Lost. That's the exact, to the point description of how I've been feeling for the past 12 months, void of passion, lacking direction and I have generally become a stranger to myself. A few years back I would have been described as 'incredibly driven', an individual who knew what she wanted and would work hard to obtain whatever goals I had placed on my to do list. I knew where I was going and even though I didn't know exactly how to get there I was comfortably confident that the path would open up before me should I work hard enough in right areas and remain focused just as it always did.
Even just using the word 'was', the past tense, hurts my heart a bit because it's a reminder that I am no longer that way. Not for now at least.
The left-sided brain of mine tells me that this simply will not and cannot continue forever, that it's a mere 'transition stage', I'm growing, I've turned 30, I'm developing. The right-side of my grey matter is screaming with uncomfort, full of creativity waiting to emerge but with no known output. It's like I have two sides living in the same head, in-fighting, and I can accurately describe it as outright exhausting.
I have become the type of person who I would previously seek help from me, I would inject them with positivity and uplifting quotes, with stories of how, no matter how down you feel, there is always, always something good to focus on. But now I understand, I know there is so much good in this world, so many great things in my life, yet for some reason, to focus on them seems almost impossible.
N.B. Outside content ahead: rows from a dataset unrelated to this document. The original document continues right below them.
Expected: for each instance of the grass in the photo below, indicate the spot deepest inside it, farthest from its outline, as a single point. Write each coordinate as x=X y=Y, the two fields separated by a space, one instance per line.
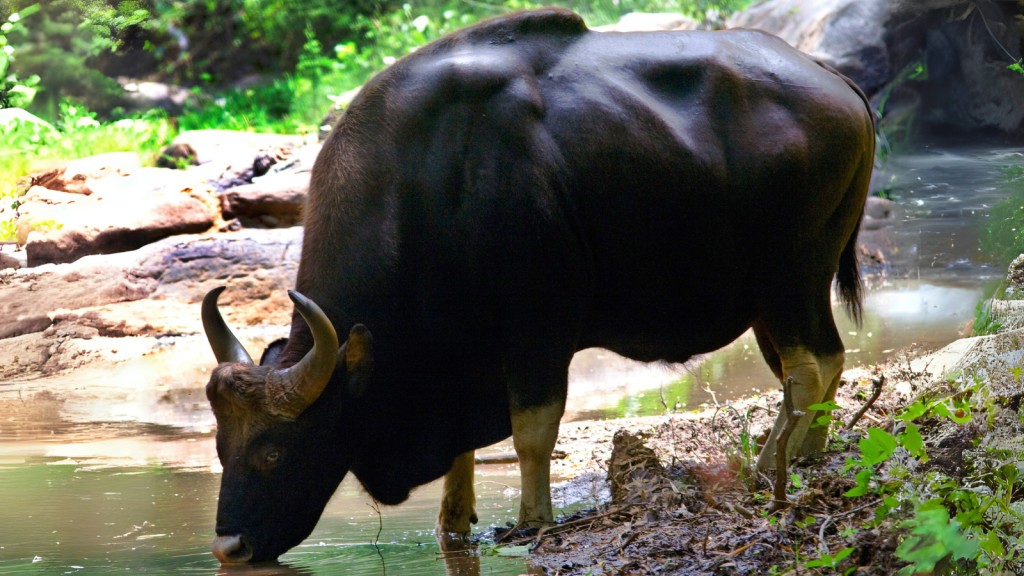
x=297 y=101
x=29 y=146
x=294 y=103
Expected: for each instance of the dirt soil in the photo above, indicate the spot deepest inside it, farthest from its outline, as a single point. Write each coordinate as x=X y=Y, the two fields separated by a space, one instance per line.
x=675 y=494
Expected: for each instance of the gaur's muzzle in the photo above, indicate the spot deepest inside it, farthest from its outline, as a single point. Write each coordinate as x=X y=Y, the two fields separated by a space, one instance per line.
x=231 y=549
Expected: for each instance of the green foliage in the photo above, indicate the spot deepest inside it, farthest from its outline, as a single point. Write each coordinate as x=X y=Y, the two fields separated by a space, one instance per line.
x=985 y=322
x=934 y=537
x=14 y=93
x=828 y=561
x=77 y=134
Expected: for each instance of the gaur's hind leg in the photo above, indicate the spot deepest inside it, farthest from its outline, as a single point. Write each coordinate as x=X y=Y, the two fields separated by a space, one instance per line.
x=535 y=432
x=830 y=370
x=459 y=501
x=812 y=354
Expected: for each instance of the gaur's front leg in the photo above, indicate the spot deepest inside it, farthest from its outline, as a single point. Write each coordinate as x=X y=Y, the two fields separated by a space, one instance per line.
x=814 y=380
x=535 y=432
x=459 y=500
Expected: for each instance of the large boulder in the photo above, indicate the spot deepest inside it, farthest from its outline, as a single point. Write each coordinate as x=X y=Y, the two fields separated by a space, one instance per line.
x=256 y=265
x=202 y=147
x=849 y=35
x=122 y=213
x=78 y=175
x=273 y=200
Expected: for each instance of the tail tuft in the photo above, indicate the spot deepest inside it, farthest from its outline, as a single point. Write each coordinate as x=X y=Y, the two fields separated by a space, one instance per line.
x=848 y=282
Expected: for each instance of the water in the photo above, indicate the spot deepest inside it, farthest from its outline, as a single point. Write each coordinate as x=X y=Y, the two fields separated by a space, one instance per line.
x=83 y=508
x=113 y=468
x=933 y=278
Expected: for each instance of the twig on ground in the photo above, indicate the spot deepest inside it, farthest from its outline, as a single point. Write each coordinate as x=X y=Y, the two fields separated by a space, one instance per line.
x=821 y=535
x=876 y=393
x=509 y=533
x=781 y=443
x=857 y=509
x=549 y=530
x=380 y=528
x=741 y=548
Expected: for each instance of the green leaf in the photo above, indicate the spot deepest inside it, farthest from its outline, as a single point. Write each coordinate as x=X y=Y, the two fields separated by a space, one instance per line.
x=914 y=411
x=912 y=442
x=29 y=10
x=843 y=553
x=878 y=447
x=825 y=560
x=863 y=480
x=933 y=537
x=991 y=544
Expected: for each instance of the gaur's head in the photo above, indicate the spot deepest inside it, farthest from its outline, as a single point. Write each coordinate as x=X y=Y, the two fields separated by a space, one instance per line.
x=273 y=438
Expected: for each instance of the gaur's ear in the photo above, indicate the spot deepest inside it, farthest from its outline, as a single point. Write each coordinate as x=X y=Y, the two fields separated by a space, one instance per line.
x=357 y=354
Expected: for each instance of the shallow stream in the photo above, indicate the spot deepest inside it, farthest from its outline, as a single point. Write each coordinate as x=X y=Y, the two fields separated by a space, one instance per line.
x=114 y=468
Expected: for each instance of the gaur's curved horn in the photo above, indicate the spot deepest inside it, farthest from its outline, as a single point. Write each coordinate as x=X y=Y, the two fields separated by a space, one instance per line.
x=225 y=346
x=291 y=391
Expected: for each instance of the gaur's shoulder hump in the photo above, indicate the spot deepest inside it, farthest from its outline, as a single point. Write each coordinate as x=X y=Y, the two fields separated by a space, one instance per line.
x=506 y=29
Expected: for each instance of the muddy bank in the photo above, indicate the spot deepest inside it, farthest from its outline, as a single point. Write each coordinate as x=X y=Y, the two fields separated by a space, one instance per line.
x=677 y=494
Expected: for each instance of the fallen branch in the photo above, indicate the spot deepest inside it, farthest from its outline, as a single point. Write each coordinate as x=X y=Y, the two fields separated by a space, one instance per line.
x=821 y=536
x=781 y=455
x=509 y=458
x=876 y=393
x=549 y=530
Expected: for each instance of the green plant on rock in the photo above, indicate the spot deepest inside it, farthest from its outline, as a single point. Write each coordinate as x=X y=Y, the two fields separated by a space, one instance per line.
x=934 y=538
x=1003 y=237
x=833 y=562
x=14 y=92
Doctor's would perhaps label me as 'Depressed' and sure, if a label is what's necessary for me to be understood then I'll go with that for now but I refuse to be defined by this current state of mind I am experiencing. I am not my thoughts. I am determined to fully understand why I am where I am right now, and with understanding comes acceptance. Acceptance of my current state will enable me to grow. I know it, I just don't know how to live it right now.
I will not allow this to conquer me. I am a product of my previous thoughts and choices so I guess the first step is to become more conscious of my thoughts again, my life will be in my control once more.